With minimal groundwater reserves and no freshwater streams, Ebeye relies on a desalination plant for 78% of its potable water supply. The plant, operated by local firm Kwajalein Atoll Joint Utility Resources, produces a little over 590,000 liters of water (61.5 liters per resident) per day, but half of that is lost due to leaks in the supply network. 

The project aims to connect all households to upgraded freshwater and sewage systems and to drastically raise hygiene levels. This will result in an increase in the minimum quantity of freshwater produced to 105 liters per person per day; reduce sewage overflow events; treat all sewage to at least primary standards, and engage 90% of the population in hygiene awareness courses. It will also boost the capacity of the local utility to operate and maintain the new installations.

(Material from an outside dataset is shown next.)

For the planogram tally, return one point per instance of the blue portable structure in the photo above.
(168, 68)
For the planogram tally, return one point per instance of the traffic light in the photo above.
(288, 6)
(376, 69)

Both grants will be complemented by counterpart support of \\$10 million from the Government of the Marshall Islands. The project will run for 6 years with a target completion date of December 2022.

ADB, based in Manila, is dedicated to reducing poverty in Asia and the Pacific through inclusive economic growth, environmentally sustainable growth, and regional integration. Established in 1966, it is owned by 67 members – 48 from the region. In 2014, ADB assistance totaled \\$22.9 billion, including cofinancing of \\$9.2 billion.